ARTS 647
Acting: The Stanislavsky Method

David Jaffe        


This course is designed to increase your command of the actor's instrument - specifically the vocal, physical, and imaginative tools necessary for the creative work of the actor.  We will explore the creative process practically and theoretically, through theater games, exercises, improvisation, and text work.  We will explore techniques designed to release creative impulses, to build character, and to give life to dramatic text.


•          Attendance and Presence
The nature of theater training, and this course in particular, requires punctuality and attendance at all classes.  You must be there and be there on time.  No absences will be excused, short of serious illness or extraordinary circumstances. Your energetic presence is a requirement in this course.  Your concentration, focus, and attention to the task at hand are essential to the work we do in class. 

•          Monologue and Scene Work
Each student will develop a three-minute monologue and, with a partner, a ten-minute scene.  The text for these exercises should be drawn from American or European Realism (e.g. Chekhov, Ibsen, Williams, Miller, O’Neill) or contemporary American playwrights (e.g. Tony Kushner, Marsha Norman, Teresa Rebeck, Nicky Silver).  The selections will be made in consultation with me, and will be worked on in class sessions prior to a final showing at the end of the semester.

•          Journal
You are required to keep and hand in a journal of the exercises we do in class and your responses to them.  Your attention to your own creative process is a crucial aspect of this course.  Your ability to challenge yourself with each exercise is central to your growth as an actor.  The journal is a tool for examining that process. 

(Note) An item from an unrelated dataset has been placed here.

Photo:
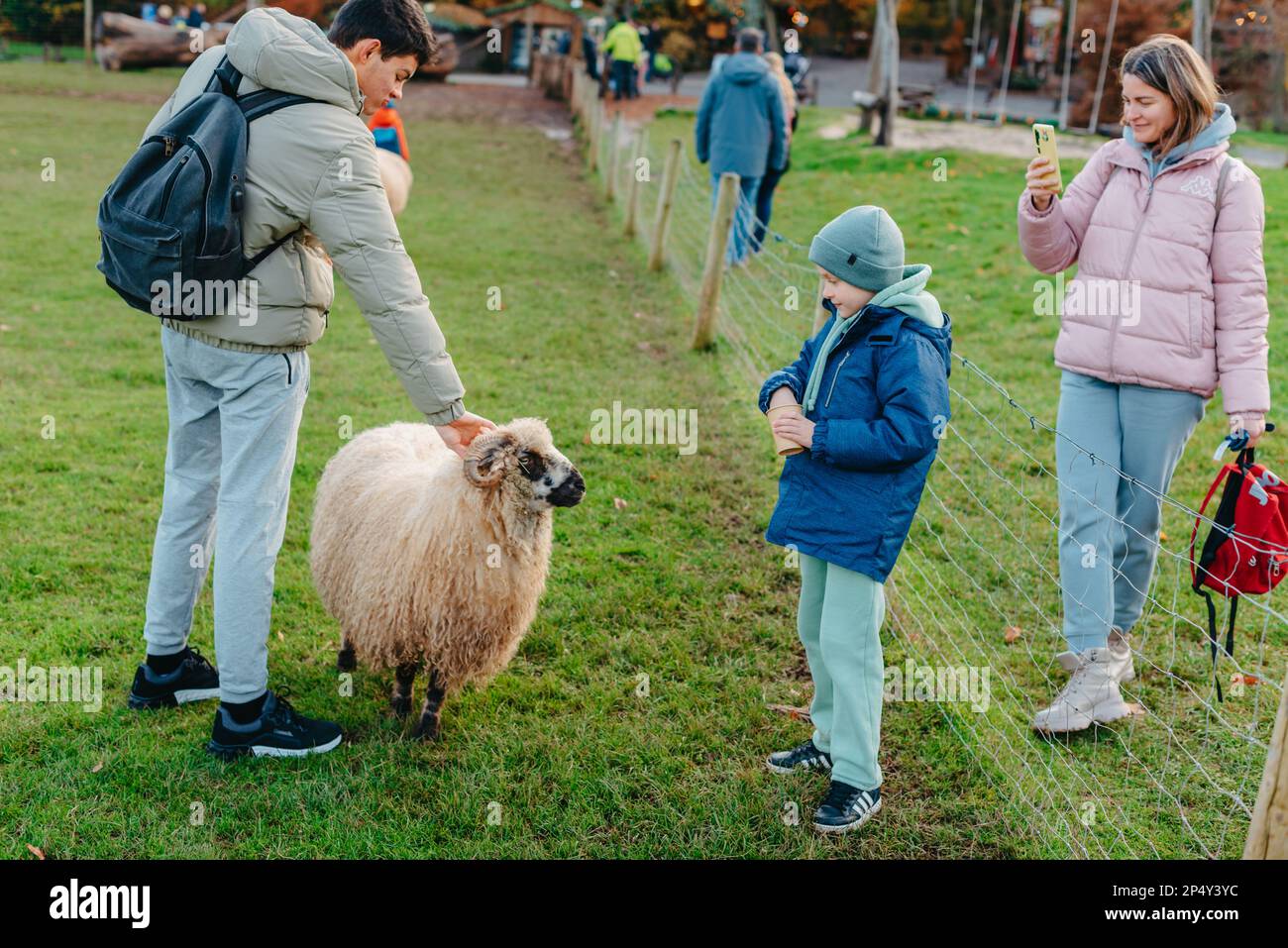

•          Lecture and Demonstration Project
A 20-30 minute lecture and demonstration project will be required of all students.  These will be presented during the two weeks after fall break.  A list of actor-training innovators will be posted by the end of September.    Students will be assigned teams and each team will choose a subject.  Each team member will be responsible for researching and presenting an aspect of the topic, and the team will create

Grading Breakdown

@ 25% Monologue and Scene Presentation
@ 25% Lecture and Demonstration Project
@ 50% Class participation (as illuminated below) and journal 

The key areas for evaluation are:  how much effort you put into the work, how you work to expand your own potential, and how you challenge yourself with each task or opportunity.  Your attitude toward the work, preparation, punctuality, and contributions to the ensemble are also vital areas.  Above all, the quality of the work itself is considered.  Please feel free to consult with me at any time to see how you're doing.

Grading Criteria

Professionalism:  attendance and promptness; enthusiasm; organization; complete and polished presentations.
Ensemble:  willingness to work as a member of the group; demonstration of ability to inspire others; involvement and willingness to take risks; participation in class discussions.
Demonstration of growth:  as evidenced by work in studio, homework and/or presentations. 


A         Reserved for accomplishment that is distinctive and demonstrably outstanding.  It is not handed out automatically. 

B          Given for work above acceptable standards.  Student demonstrates originality and creativity.  Often demonstrates

C         Grade for average work that shows a reasonable amount of time and effort was given. 

D         Student shows limited understanding of subject.  Work falls below acceptable standard of class and shows little evidence
            of effort or creativity.  Attendance is very weak, but assignments are completed.